Clarify how many sediment samples were analyzed for pollutants and how this differs from geochemical analyses. Summarizing this in a supplementary table would aid reader comprehension.
Section 3.6 does not make it clear how the meteorological and oceanographic datasets were actually used. At present, the authors appear to have extracted outputs from existing models without performing any substantive processing or analysis of their own. This relates directly to my general comment: why not integrate these datasets with the observed stratigraphy to build even a simple process-based model of the event? Doing so would substantially strengthen the manuscript and make the overall interpretation more robust. This integration is attempted in Fig. 12, but it comes too late in the manuscript. If this is out of the scope, then I would move this data to the SI.
Results. The results bring together all the different factors, which, as far as I know, have not been assembled in this way before. In this sense, this study is new in its multidisciplinary scope.
Figure 4: Clarify where satellite-derived chlorophyll a shading is shown, and include it in the legends if relevant.
The Discussion repeats several results rather than synthesizing them, which further contributes to the sense of fragmentation. A more integrative, interpretation-focused discussion would significantly improve the manuscript’s reading pace.

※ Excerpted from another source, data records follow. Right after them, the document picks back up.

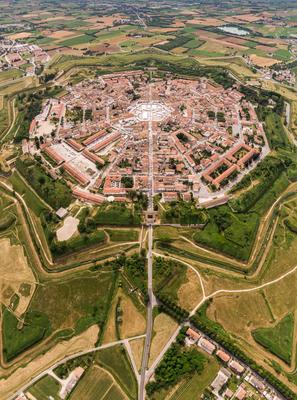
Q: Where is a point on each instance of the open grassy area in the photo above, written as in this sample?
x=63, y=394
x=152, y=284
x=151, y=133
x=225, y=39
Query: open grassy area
x=278, y=339
x=116, y=214
x=164, y=326
x=16, y=339
x=10, y=74
x=45, y=388
x=96, y=384
x=117, y=363
x=122, y=235
x=229, y=233
x=83, y=301
x=168, y=277
x=31, y=199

In the discussion, the disciplinary components remain mostly detached. The manuscript is strong in its geochemical, microbiological, and pollutant analyses. Yet, the meteo-oceanographic component is comparatively weak and does not provide the mechanistic support needed for some of the arguments you make. As it stands, the modeling should probably be removed from the main text and treated as supplementary contextual information, useful for the Discussion but not framed as a core analytical component.
Move Figure 12 earlier, as it is essential for following the narrative.